L’air, en bas, était différent. Une moiteur ancienne s’y mêlait à l’odeur de pierre humide et de linfermé. On respirait à travers le souvenir des siècles. La lampe à huile qu’elle tenait éclairait peu, projetant des ombres mouvantes sur les murs de briques.
— Ce lieu, dit Ysidor en descendant le dernier barreau, a été scellé volontairement. Pas pour être oublié. Pour rester intact.
Alméa le suivit. Les murs étaient couverts de fragments d’affiches, de gravures arrachées, de tableaux suspendus sans cadre. Tout semblait avoir été déplacé puis laissé ici, comme si quelqu’un avait tenté de protéger des idées en les ensevelissant.
Au fond, une armoire massive, verrouillée par un mécanisme complexe fait de chaînes et de rouages.
Ysidor sortit une seconde clé, minuscule, presque invisible. Il la glissa dans un interstice entre deux vis de cuivre. Il attendit. Un déclic. Le mécanisme se rétracta.
Il ouvrit l’armoire. À l’intérieur : un unique manuscrit, relié en cuir blanc, cerclé de cuivre rouge.
— Je ne l’ai jamais lu en entier, dit-il en le tendant à Alméa. Ton père m’a demandé de le garder. Il m’a dit que si un jour “le souffle revient là où il a été enfermé”, il faudrait que ce livre se libère aussi.
Alméa prit l’objet. Il était lourd. Pas physiquement, mais intérieurement. Comme si les mots à l’intérieur s’étaient tus trop longtemps.
Elle l’ouvrit.
Pas de titre. Pas d’auteur.
Juste une première phrase, écrite dans une calligraphie tremblante, comme par quelqu’un dont les mains savaient que chaque lettre les rapprochait d’un point de non-retour :
Je ne voulais pas écrire. Mais j’ai vu. Et ce qui a été vu ne peut pas se taire.

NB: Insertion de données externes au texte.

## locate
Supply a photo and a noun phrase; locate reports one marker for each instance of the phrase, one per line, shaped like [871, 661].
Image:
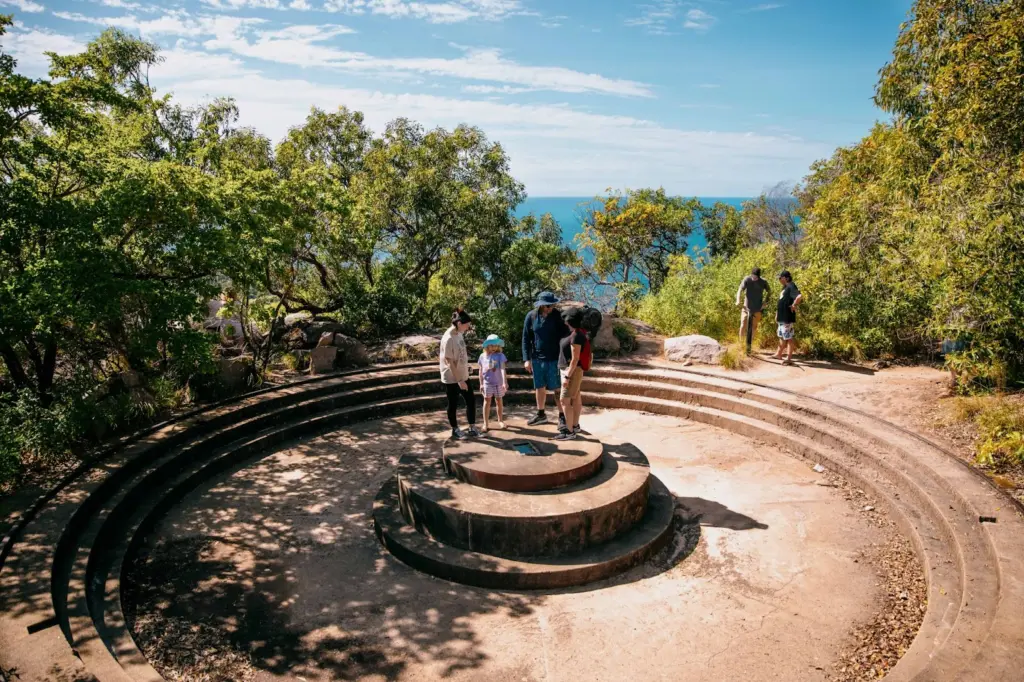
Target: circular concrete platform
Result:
[279, 561]
[521, 459]
[573, 530]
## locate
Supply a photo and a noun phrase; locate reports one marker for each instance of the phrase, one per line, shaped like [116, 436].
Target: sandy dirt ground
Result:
[272, 572]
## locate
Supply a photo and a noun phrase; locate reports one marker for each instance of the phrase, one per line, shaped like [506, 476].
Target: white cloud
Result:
[655, 17]
[238, 4]
[24, 5]
[303, 46]
[453, 11]
[30, 47]
[554, 148]
[175, 23]
[698, 19]
[306, 46]
[495, 89]
[120, 4]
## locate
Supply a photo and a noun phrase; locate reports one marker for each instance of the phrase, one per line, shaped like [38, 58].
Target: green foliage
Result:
[999, 421]
[916, 233]
[699, 296]
[734, 357]
[723, 229]
[634, 235]
[627, 337]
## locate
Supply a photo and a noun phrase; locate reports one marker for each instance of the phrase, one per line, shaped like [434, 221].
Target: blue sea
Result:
[565, 209]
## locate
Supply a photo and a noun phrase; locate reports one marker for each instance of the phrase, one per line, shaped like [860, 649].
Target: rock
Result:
[294, 339]
[315, 329]
[323, 359]
[695, 348]
[605, 342]
[351, 352]
[227, 328]
[235, 372]
[295, 317]
[414, 347]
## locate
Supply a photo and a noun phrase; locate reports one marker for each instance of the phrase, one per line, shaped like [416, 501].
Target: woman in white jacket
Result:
[455, 374]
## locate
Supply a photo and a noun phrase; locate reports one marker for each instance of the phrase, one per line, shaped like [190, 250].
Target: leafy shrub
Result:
[699, 296]
[1000, 428]
[627, 337]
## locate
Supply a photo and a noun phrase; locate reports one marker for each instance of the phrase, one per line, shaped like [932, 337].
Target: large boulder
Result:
[235, 372]
[606, 343]
[351, 352]
[323, 359]
[693, 348]
[315, 329]
[416, 347]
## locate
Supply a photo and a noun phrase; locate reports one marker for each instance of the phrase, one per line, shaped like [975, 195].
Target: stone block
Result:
[693, 348]
[323, 359]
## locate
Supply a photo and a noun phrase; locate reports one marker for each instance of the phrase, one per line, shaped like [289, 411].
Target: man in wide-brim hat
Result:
[542, 331]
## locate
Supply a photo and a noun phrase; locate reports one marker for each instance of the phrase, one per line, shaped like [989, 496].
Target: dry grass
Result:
[998, 421]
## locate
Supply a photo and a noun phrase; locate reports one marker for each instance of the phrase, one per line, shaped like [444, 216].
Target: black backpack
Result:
[592, 318]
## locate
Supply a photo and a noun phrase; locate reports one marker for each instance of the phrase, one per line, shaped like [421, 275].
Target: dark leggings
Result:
[454, 392]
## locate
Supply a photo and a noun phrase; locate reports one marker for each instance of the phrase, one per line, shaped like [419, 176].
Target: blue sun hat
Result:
[546, 298]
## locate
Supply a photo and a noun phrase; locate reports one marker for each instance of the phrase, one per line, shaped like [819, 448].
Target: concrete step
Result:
[493, 461]
[558, 522]
[437, 558]
[165, 486]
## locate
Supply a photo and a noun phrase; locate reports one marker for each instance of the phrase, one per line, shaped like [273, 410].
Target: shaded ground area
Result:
[272, 571]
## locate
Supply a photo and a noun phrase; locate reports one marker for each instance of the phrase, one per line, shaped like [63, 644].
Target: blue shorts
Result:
[546, 375]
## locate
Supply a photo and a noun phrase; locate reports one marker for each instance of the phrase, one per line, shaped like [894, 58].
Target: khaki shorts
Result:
[571, 383]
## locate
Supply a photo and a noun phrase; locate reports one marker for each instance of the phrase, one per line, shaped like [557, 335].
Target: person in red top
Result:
[570, 365]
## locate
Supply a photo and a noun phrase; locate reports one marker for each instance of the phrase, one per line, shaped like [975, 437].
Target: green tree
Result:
[633, 236]
[930, 207]
[723, 228]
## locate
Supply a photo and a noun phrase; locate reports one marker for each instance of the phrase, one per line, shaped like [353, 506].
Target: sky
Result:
[704, 97]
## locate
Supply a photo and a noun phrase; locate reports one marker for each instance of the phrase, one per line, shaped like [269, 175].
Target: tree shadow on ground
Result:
[717, 515]
[279, 555]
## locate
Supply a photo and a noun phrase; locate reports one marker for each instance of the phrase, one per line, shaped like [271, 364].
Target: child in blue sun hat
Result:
[494, 380]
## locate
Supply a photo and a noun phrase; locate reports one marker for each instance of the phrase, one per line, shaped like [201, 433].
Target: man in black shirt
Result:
[785, 315]
[756, 290]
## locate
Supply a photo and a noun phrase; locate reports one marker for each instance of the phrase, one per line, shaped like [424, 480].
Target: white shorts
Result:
[491, 390]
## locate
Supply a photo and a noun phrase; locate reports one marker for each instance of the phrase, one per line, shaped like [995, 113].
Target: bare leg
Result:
[542, 397]
[566, 405]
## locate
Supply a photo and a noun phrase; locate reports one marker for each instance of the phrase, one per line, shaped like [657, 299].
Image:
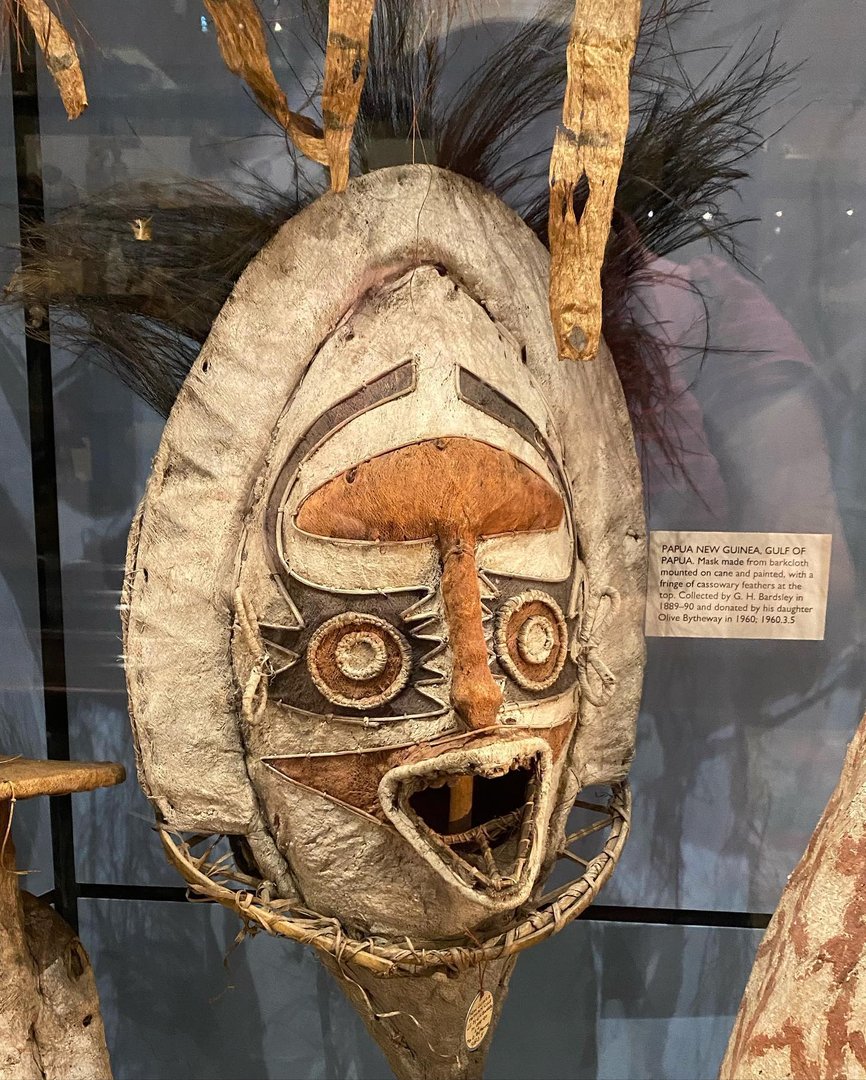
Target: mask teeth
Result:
[436, 661]
[487, 589]
[424, 609]
[478, 867]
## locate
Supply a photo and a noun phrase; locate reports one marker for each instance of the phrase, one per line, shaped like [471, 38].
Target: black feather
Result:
[145, 308]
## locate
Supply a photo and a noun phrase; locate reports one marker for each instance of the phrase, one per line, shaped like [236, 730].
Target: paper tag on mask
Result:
[738, 584]
[481, 1012]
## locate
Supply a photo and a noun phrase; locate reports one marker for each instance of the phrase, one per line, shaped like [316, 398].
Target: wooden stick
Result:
[241, 40]
[346, 69]
[61, 54]
[589, 145]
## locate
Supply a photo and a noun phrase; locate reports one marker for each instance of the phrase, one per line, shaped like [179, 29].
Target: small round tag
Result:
[481, 1012]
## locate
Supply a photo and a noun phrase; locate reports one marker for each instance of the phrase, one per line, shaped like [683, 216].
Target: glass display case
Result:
[740, 741]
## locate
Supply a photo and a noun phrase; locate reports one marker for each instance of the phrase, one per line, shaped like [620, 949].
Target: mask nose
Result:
[475, 696]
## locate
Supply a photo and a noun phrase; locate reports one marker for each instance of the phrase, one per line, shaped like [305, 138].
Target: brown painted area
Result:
[353, 777]
[454, 490]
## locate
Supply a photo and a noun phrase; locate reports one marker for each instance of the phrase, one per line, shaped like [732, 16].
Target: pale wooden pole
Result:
[589, 146]
[50, 1022]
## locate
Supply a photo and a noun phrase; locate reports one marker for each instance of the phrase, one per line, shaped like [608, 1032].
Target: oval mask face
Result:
[416, 571]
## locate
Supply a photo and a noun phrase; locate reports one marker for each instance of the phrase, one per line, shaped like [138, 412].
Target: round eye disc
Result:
[359, 661]
[531, 639]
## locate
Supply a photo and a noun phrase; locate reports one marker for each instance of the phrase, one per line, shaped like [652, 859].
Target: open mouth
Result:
[475, 813]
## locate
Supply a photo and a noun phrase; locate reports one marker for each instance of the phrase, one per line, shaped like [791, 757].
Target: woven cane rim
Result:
[251, 900]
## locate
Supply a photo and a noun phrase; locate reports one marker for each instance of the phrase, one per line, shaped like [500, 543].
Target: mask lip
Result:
[254, 901]
[490, 756]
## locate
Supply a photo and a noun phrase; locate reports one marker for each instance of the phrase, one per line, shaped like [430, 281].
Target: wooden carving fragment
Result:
[61, 54]
[803, 1012]
[346, 68]
[241, 38]
[589, 148]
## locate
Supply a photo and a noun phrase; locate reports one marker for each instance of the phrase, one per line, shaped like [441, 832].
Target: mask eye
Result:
[531, 639]
[359, 661]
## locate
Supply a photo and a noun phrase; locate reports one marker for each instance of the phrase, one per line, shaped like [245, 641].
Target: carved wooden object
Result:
[589, 149]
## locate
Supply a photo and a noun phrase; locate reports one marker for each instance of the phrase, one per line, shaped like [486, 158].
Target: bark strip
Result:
[589, 147]
[346, 69]
[61, 54]
[803, 1011]
[241, 39]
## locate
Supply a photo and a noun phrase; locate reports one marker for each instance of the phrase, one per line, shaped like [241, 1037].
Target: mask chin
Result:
[495, 853]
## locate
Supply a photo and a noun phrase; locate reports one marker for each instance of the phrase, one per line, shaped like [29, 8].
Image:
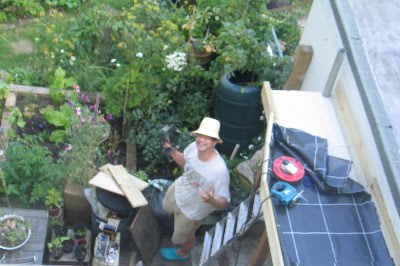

Elle tourna les pages. Chaque fragment de texte semblait écrit dans l’urgence. Des phrases longues, entrecoupées de silences, des mots soulignés, des symboles dessinés en marge.
Une phrase la frappa :
Le cercle nommé Valmeïr n’est pas un lieu. C’est une fonction. Ce qui y entre ne revient pas. Non parce qu’il meurt, mais parce qu’il change de nom, de mémoire, de peau.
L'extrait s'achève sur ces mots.